Through a mixed-up series of not-very-interesting events, I ended up walking two miles this afternoon in last year’s flip-flops. After I snuffed out my irritation, and jettisoned the useless shoes, I found myself noticing things about my town that despite traveling these roads every day, I had never observed before. There is something about traveling on foot that opens my eyes.
In an effort to capitalize on/make fun of the popularity of the HBO series, the coffee shop had a pastry display entitled, “Game of Scones.” I usually go to the Starbucks, since the chain has better parking, but I made a mental note to give this local shop another try next time I need java out. Two doors down, I saw a sign advertising a “World-famous Comedy Traffic School.” I puzzled over this. Was this a comedy school that had a lot of traffic come through its doors, i.e. had trained a lot of comics? Or was it a Traffic School that taught with great humor? Either way, I had never heard of the joint and it was only about a mile from my house. I will have to look it up.
The local art museum had a new exhibit opening. I am forever making tentative plans to go there, but have yet to set one foot in the door. Since there was no line and no cover, I took a slow (barefoot) lap around the gallery. It occurred to me that, in general, canvases depicting naked folks on trapezes are not my aesthetic. But, I feel thankful to live in a place that encourages artistic endeavors, and I moved on.
I picked up a flyer for a Pilates studio in the basement of the knitting studio nearby. Everybody I know who does Pilates is rail thin. Did Pilates make them that way or is Pilates a skinny girl sport? Is it even fair to call it a sport? What is the difference between exercise and sport anyway? Jerseys? Competition? A snack bar? I was distracted from answering this question by what seemed to be a disproportionate amount of dog poop smashed into the sidewalk on Main Street. When I visited Paris, I remember this, too. Shop owners hosed off their sidewalks most mornings. We have weekly street sweeping in town. I know because I was ticketed a few weeks ago for not moving my car. But do we have sidewalk cleaners?
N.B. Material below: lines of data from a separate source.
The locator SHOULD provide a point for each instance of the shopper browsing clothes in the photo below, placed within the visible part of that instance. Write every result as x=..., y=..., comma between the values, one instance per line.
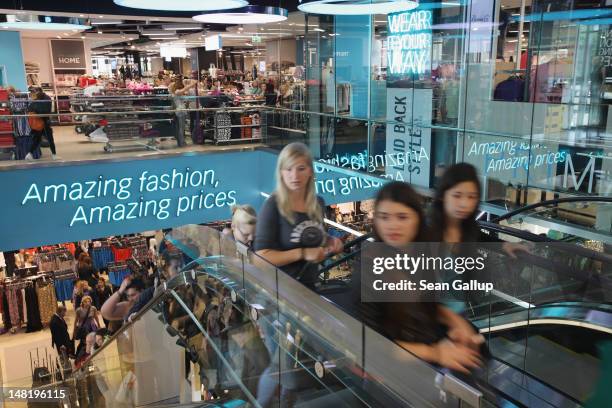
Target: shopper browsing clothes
x=117, y=309
x=290, y=232
x=86, y=271
x=60, y=338
x=41, y=105
x=81, y=289
x=86, y=321
x=102, y=293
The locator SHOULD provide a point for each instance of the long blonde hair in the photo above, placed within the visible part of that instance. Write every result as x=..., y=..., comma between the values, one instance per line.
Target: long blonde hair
x=286, y=158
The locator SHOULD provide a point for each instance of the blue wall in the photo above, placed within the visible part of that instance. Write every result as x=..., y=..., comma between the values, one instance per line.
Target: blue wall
x=93, y=200
x=11, y=58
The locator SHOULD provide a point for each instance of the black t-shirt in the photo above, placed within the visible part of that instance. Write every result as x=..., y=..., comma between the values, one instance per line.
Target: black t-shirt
x=273, y=231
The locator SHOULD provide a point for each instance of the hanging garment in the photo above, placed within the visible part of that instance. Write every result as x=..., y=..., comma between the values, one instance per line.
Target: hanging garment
x=246, y=132
x=223, y=121
x=63, y=289
x=24, y=311
x=34, y=323
x=13, y=305
x=122, y=254
x=47, y=302
x=6, y=319
x=116, y=277
x=101, y=257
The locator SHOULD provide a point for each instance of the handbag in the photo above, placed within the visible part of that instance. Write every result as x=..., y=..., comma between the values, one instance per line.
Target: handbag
x=36, y=122
x=86, y=327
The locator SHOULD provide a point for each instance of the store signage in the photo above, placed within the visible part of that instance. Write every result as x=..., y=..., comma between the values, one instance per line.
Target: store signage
x=409, y=134
x=47, y=205
x=481, y=26
x=68, y=54
x=213, y=43
x=409, y=42
x=548, y=166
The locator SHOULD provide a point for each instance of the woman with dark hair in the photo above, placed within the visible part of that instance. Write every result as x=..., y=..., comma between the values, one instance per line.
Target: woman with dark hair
x=41, y=105
x=453, y=217
x=429, y=330
x=270, y=94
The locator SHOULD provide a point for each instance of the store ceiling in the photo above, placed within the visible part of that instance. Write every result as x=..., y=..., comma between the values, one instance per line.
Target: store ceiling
x=107, y=7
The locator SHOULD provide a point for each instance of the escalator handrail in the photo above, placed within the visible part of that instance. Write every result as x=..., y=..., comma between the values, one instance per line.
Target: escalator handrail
x=510, y=214
x=488, y=226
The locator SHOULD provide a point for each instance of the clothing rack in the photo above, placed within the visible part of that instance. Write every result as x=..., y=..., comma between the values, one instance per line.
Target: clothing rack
x=117, y=271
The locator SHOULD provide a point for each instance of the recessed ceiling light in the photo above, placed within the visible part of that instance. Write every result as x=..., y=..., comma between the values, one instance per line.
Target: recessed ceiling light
x=28, y=21
x=245, y=15
x=355, y=7
x=182, y=5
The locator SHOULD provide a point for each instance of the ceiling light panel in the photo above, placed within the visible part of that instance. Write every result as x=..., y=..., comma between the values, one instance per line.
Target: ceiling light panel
x=182, y=5
x=245, y=15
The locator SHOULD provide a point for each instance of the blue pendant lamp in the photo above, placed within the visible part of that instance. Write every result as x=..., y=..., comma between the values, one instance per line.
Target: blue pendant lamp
x=182, y=5
x=244, y=15
x=356, y=7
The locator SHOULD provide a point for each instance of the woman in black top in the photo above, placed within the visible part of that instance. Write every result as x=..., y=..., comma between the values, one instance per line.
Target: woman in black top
x=453, y=216
x=290, y=232
x=429, y=330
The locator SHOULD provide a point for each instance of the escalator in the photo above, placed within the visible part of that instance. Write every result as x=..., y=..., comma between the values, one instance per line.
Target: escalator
x=231, y=330
x=548, y=313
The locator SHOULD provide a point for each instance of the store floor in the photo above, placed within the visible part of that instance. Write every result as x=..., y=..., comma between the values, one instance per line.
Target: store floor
x=15, y=351
x=72, y=146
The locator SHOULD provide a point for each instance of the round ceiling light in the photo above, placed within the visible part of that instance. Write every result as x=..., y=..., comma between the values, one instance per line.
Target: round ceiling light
x=356, y=7
x=245, y=15
x=182, y=5
x=47, y=23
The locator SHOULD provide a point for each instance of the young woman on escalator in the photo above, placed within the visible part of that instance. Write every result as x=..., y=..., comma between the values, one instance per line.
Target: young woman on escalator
x=429, y=330
x=290, y=233
x=453, y=215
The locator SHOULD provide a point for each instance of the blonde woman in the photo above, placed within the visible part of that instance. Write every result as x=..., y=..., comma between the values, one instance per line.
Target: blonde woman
x=290, y=232
x=244, y=219
x=87, y=320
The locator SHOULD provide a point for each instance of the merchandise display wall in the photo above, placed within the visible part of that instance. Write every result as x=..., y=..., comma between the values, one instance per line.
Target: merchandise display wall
x=402, y=96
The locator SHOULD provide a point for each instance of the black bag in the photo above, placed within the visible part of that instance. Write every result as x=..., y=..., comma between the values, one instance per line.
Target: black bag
x=84, y=329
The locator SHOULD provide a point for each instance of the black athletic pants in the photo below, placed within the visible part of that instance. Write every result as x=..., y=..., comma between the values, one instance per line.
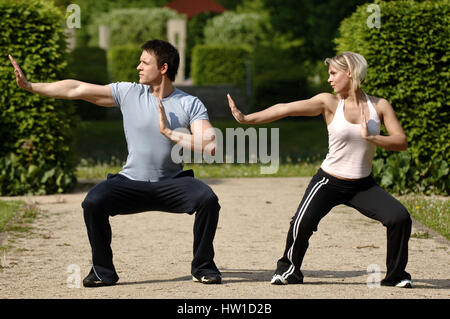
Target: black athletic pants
x=121, y=195
x=323, y=193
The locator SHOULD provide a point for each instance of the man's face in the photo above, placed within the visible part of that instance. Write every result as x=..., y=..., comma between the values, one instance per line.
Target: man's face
x=149, y=72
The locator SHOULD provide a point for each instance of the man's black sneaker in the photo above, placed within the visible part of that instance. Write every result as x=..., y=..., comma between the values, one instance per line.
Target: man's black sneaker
x=405, y=283
x=208, y=279
x=280, y=280
x=92, y=280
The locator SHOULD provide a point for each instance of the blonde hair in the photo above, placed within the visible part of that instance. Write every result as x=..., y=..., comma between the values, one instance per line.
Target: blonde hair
x=353, y=62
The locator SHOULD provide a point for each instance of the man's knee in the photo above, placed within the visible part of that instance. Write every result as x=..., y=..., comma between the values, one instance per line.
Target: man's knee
x=399, y=218
x=205, y=197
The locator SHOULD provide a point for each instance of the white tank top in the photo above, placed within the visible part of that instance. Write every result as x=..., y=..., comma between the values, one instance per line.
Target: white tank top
x=349, y=155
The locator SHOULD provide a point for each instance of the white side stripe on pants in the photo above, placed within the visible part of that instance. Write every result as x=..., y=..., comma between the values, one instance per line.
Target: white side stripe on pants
x=302, y=210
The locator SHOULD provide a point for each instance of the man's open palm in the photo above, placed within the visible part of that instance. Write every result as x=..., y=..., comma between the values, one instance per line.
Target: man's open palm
x=20, y=77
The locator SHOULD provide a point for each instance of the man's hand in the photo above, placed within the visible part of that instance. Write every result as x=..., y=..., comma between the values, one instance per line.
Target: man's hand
x=235, y=111
x=20, y=77
x=163, y=123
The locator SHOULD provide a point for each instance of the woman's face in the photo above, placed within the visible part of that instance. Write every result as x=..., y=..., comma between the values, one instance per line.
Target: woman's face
x=339, y=80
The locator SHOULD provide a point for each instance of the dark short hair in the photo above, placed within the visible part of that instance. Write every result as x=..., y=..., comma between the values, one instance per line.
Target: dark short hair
x=165, y=53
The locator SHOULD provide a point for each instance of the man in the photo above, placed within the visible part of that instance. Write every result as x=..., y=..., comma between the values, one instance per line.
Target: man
x=150, y=179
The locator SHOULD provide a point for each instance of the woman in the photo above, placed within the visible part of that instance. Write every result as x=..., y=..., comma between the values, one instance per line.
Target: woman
x=353, y=119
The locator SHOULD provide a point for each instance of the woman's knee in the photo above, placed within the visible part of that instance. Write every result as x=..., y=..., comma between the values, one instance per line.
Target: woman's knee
x=95, y=200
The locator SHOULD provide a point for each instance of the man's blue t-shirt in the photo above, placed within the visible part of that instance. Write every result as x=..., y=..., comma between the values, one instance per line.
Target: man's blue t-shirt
x=149, y=152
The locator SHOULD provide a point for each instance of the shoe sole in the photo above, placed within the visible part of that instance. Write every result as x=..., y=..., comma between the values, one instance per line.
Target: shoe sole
x=404, y=284
x=203, y=280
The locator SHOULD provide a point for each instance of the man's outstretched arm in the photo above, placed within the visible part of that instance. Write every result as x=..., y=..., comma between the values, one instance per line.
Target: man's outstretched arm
x=65, y=89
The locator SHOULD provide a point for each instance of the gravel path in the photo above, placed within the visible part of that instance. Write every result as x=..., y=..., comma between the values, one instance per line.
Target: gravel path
x=152, y=251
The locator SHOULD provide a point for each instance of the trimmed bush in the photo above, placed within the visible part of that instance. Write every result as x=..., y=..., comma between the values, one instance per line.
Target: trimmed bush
x=238, y=28
x=408, y=65
x=219, y=64
x=35, y=154
x=133, y=26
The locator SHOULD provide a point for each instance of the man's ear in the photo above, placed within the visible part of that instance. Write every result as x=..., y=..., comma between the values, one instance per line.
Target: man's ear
x=164, y=68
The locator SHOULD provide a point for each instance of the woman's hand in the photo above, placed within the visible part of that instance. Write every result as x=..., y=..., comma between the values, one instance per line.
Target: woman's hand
x=235, y=111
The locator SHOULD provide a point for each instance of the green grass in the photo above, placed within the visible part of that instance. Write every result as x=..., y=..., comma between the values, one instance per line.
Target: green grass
x=16, y=215
x=433, y=212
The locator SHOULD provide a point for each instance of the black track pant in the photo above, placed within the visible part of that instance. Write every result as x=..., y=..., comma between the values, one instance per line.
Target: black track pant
x=323, y=193
x=120, y=195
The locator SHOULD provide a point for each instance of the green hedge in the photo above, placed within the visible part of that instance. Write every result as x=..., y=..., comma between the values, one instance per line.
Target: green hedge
x=133, y=25
x=122, y=63
x=214, y=64
x=35, y=154
x=408, y=65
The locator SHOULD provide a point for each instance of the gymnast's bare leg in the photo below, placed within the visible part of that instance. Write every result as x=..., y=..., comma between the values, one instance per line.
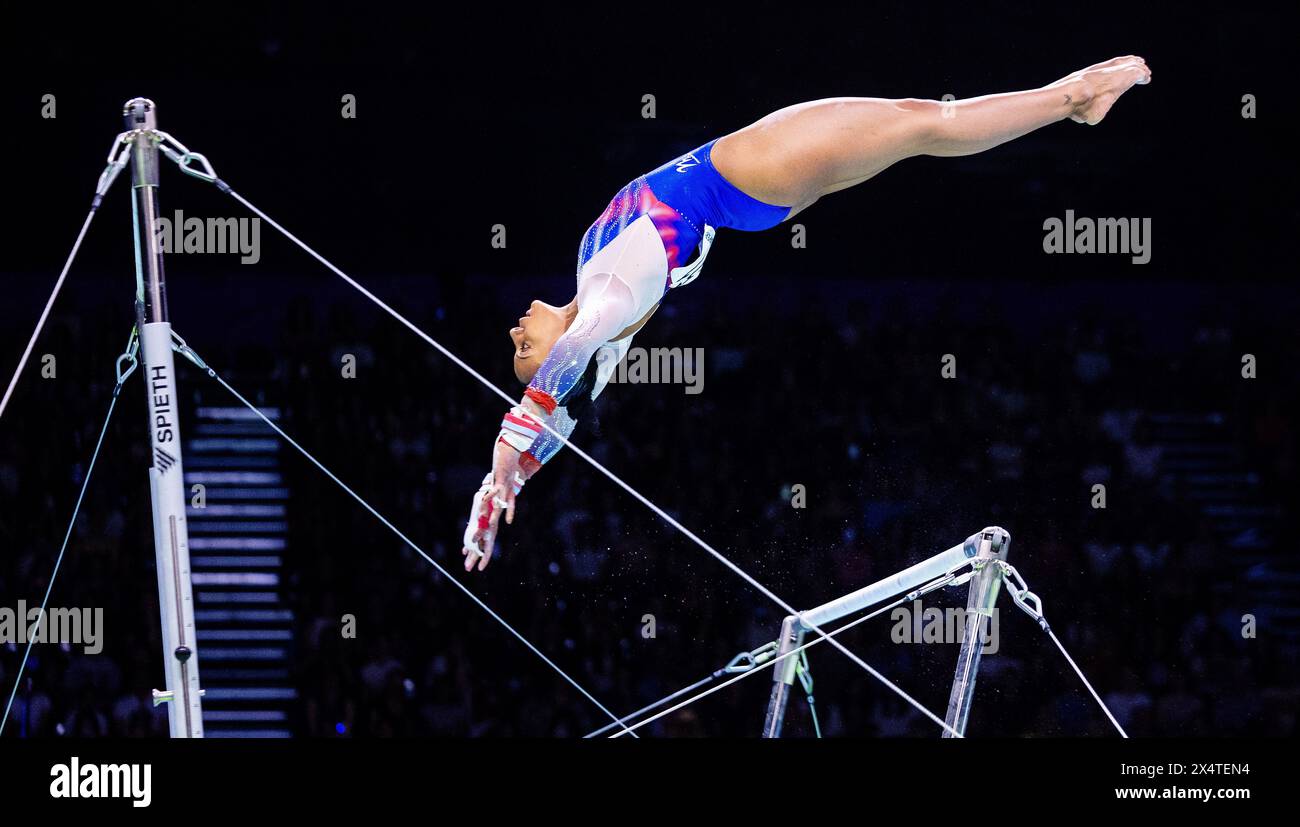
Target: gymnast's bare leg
x=793, y=157
x=800, y=154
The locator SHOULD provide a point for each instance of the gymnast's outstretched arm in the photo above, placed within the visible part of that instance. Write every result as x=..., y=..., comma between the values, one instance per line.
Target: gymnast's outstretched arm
x=792, y=156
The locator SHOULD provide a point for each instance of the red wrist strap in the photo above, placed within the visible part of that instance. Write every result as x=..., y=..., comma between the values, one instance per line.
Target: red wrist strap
x=542, y=398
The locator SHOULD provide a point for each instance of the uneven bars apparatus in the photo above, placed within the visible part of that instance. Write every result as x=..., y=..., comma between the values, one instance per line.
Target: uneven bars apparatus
x=167, y=480
x=980, y=550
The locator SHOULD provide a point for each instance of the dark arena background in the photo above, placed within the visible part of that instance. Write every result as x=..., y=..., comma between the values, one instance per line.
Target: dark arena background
x=882, y=376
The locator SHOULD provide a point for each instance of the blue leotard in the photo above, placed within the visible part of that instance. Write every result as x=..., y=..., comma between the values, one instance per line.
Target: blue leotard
x=637, y=250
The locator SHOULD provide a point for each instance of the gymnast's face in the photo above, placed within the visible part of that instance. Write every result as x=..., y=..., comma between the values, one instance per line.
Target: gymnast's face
x=533, y=338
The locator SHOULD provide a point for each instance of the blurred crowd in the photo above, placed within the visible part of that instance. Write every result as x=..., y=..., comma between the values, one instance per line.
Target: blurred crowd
x=893, y=462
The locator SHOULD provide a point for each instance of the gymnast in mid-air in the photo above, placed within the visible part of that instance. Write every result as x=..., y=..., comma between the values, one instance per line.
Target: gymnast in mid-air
x=657, y=232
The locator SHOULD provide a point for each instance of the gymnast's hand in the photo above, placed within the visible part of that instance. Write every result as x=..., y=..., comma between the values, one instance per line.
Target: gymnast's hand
x=495, y=496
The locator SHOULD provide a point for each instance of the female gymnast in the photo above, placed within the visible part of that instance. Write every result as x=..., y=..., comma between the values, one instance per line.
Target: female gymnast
x=657, y=232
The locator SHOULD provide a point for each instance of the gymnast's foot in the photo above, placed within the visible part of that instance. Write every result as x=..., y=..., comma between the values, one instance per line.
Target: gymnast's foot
x=1096, y=89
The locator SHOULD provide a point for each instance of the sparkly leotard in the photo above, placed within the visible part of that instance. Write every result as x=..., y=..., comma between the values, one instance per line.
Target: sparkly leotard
x=631, y=256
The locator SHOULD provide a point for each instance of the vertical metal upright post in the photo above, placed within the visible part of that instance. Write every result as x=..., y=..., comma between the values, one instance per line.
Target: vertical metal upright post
x=980, y=603
x=167, y=475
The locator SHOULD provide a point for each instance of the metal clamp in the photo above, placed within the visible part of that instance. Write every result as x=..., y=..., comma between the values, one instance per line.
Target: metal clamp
x=180, y=346
x=748, y=661
x=182, y=156
x=1028, y=602
x=117, y=160
x=128, y=358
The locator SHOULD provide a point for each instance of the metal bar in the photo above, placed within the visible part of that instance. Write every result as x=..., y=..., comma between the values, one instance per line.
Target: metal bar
x=893, y=585
x=982, y=602
x=783, y=676
x=167, y=473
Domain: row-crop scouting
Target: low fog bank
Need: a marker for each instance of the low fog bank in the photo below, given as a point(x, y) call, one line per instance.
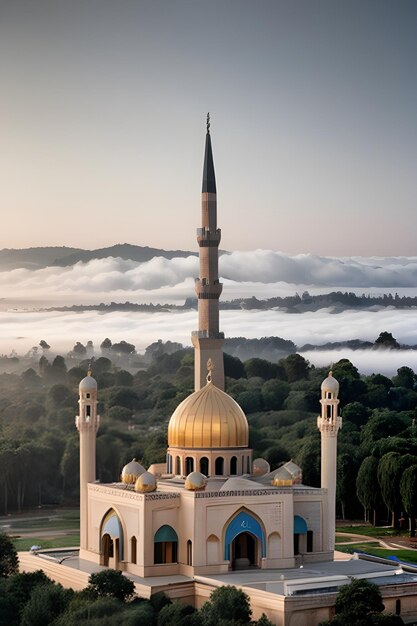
point(262, 273)
point(20, 331)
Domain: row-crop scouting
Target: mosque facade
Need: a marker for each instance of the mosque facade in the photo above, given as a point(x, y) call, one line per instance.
point(211, 515)
point(211, 508)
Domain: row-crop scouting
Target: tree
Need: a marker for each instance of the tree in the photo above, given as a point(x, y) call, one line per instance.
point(356, 412)
point(386, 340)
point(46, 602)
point(360, 604)
point(296, 367)
point(390, 471)
point(226, 604)
point(106, 345)
point(233, 367)
point(111, 583)
point(366, 486)
point(176, 613)
point(408, 491)
point(260, 367)
point(79, 349)
point(359, 599)
point(8, 557)
point(347, 469)
point(123, 348)
point(405, 378)
point(274, 393)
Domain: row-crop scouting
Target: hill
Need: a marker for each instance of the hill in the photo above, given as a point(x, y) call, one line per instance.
point(62, 256)
point(33, 258)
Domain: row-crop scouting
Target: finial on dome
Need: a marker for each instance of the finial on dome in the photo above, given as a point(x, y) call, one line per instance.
point(210, 368)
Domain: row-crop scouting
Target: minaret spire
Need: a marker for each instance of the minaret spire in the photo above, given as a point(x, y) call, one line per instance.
point(208, 340)
point(329, 423)
point(87, 423)
point(209, 177)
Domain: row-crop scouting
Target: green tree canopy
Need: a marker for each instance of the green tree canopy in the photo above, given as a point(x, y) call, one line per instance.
point(367, 486)
point(111, 583)
point(226, 604)
point(8, 556)
point(408, 491)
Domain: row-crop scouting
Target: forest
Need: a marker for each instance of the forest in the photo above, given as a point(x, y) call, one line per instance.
point(377, 446)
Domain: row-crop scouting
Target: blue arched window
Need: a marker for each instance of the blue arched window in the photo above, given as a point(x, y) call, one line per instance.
point(243, 522)
point(300, 526)
point(165, 545)
point(111, 528)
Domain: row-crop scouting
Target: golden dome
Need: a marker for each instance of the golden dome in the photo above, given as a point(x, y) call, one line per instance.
point(131, 472)
point(208, 418)
point(260, 467)
point(146, 482)
point(195, 481)
point(330, 385)
point(282, 478)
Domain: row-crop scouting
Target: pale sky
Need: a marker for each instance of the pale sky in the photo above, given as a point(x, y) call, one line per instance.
point(314, 123)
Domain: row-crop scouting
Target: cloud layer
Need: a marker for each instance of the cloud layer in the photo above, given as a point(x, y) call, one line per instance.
point(262, 273)
point(22, 330)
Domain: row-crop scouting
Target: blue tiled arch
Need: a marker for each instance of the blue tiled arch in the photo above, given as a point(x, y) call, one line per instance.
point(243, 523)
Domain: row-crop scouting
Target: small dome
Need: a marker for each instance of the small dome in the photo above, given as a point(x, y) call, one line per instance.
point(330, 385)
point(195, 481)
point(146, 482)
point(131, 472)
point(282, 478)
point(88, 383)
point(295, 471)
point(260, 467)
point(208, 418)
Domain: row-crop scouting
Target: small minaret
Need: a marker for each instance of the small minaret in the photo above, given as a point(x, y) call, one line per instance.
point(329, 423)
point(208, 340)
point(87, 422)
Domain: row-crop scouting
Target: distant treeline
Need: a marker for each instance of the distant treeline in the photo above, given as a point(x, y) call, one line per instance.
point(293, 304)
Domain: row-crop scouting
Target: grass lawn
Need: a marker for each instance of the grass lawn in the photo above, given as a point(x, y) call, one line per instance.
point(371, 531)
point(410, 556)
point(25, 543)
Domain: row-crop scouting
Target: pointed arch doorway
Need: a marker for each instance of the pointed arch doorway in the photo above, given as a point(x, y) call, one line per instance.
point(244, 551)
point(244, 541)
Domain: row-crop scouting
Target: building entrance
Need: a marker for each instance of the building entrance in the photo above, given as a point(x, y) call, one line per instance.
point(244, 551)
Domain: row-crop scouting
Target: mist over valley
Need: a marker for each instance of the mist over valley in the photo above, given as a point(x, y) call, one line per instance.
point(261, 274)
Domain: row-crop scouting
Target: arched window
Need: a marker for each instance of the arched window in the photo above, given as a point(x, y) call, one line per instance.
point(204, 465)
point(133, 545)
point(111, 534)
point(189, 552)
point(165, 545)
point(219, 466)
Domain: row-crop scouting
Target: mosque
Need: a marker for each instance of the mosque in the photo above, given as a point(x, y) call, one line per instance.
point(210, 508)
point(211, 514)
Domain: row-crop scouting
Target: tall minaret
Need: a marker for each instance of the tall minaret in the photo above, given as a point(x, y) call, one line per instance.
point(87, 422)
point(208, 340)
point(329, 423)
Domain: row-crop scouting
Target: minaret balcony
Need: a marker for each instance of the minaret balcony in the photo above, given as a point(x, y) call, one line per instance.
point(207, 334)
point(206, 289)
point(208, 238)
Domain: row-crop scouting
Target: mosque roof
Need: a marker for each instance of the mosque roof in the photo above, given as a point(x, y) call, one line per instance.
point(88, 383)
point(208, 418)
point(209, 177)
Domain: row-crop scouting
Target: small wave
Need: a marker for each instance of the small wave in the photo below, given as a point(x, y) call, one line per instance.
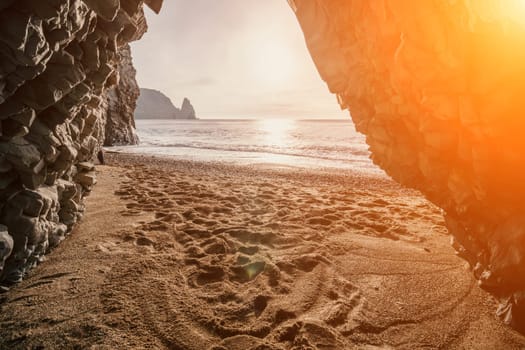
point(306, 152)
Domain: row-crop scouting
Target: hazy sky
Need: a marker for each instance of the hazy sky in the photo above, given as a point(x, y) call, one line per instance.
point(232, 59)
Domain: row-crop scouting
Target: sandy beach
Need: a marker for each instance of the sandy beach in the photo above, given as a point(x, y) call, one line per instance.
point(187, 255)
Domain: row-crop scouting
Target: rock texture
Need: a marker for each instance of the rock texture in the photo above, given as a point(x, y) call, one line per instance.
point(57, 59)
point(121, 102)
point(153, 104)
point(438, 88)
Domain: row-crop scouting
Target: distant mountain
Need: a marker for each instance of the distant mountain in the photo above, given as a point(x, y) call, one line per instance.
point(153, 104)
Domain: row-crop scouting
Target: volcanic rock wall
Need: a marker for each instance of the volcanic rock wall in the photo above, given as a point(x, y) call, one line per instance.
point(56, 59)
point(438, 88)
point(120, 102)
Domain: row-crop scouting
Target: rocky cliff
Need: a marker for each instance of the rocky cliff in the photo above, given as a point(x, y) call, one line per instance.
point(438, 88)
point(57, 59)
point(153, 104)
point(120, 103)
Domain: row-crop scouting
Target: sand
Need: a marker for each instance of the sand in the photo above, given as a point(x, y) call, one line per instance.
point(187, 255)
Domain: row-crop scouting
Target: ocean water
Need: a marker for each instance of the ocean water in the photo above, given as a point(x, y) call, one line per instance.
point(276, 142)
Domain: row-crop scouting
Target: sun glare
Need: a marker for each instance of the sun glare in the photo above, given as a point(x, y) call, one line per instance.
point(276, 130)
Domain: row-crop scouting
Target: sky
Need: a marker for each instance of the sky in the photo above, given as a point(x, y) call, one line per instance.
point(232, 59)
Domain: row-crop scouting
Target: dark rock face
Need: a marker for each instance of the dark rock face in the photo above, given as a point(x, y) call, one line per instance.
point(121, 101)
point(57, 59)
point(153, 104)
point(187, 111)
point(438, 89)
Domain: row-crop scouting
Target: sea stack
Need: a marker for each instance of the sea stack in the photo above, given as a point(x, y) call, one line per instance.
point(153, 104)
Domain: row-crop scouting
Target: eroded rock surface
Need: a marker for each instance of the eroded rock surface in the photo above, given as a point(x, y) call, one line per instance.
point(57, 59)
point(438, 88)
point(121, 101)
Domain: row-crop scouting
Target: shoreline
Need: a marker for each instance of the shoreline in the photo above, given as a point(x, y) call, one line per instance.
point(190, 255)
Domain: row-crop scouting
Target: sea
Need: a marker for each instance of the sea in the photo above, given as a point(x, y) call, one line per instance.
point(275, 142)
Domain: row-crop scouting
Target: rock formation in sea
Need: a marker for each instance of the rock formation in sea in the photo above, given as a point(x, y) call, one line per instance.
point(153, 104)
point(58, 57)
point(438, 88)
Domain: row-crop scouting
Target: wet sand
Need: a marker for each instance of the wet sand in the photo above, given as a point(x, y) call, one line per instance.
point(186, 255)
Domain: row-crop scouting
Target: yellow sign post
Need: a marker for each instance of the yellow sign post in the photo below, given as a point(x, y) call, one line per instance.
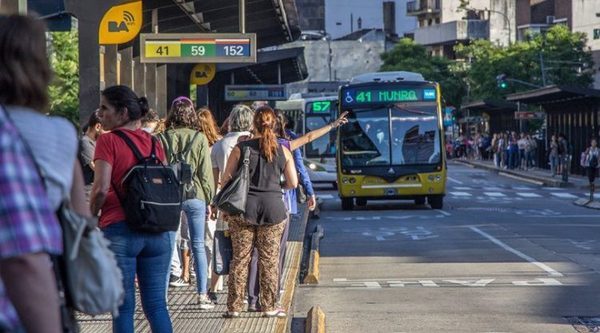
point(121, 24)
point(202, 74)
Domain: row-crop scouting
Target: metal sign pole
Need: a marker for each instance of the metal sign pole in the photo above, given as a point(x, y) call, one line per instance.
point(242, 16)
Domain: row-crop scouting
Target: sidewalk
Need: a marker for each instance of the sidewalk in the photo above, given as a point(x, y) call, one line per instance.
point(539, 176)
point(187, 316)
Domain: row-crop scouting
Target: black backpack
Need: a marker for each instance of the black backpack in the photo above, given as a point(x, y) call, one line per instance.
point(183, 170)
point(152, 198)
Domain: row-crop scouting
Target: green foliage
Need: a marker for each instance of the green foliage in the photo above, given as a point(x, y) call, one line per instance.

Or maybe folks should just clean up after their dogs.
As I turned off into my hood, I noticed that one of my neighbors still has Christmas decorations up. A trumpeting angel. And quite a few strands of lights. Or maybe s/he was getting a jump start on this upcoming season. There is quite a bit of peer pressure around here to deck out your house and yard. Another neighbor has turned four or five kiddie pools into makeshift garden beds. Both cool and tacky. I decided we should all be friends.
As I arrived home, sore-footed and sweaty, it occurred to me that I could probably apply this same exercise in perspective to my own family. We trip and stumble out the door most days, late to something, forgetting something else. Most days, I think the kids know exactly what I am going to say even before I say it.
“Can I play on the iPad?”
“Did you fold your clothes yet?”
“Can I have a snack?”
“You can have veggies.”
And so on, and so on.
We get in ruts, and travel the same well-worn paths. I hustle them along without really hearing them. Without seeing.
With the start of summer vacation this week, I think what excites me most is the chance to take some new steps together — to walk, bike, jump, and hike — to open our eyes to one another, and be surprised by what we discover hidden in plain sight.
PS — Speaking of noticing, this is my new favorite family portrait. Lizzie drew it. First off, look how skinny I am. Seriously, my legs go on for days. Second, look how no one is crying or hitting or spitting soup back into a bowl. When my kid thinks about her family, this is what she sees: smiling people holding hands. This warms my heart.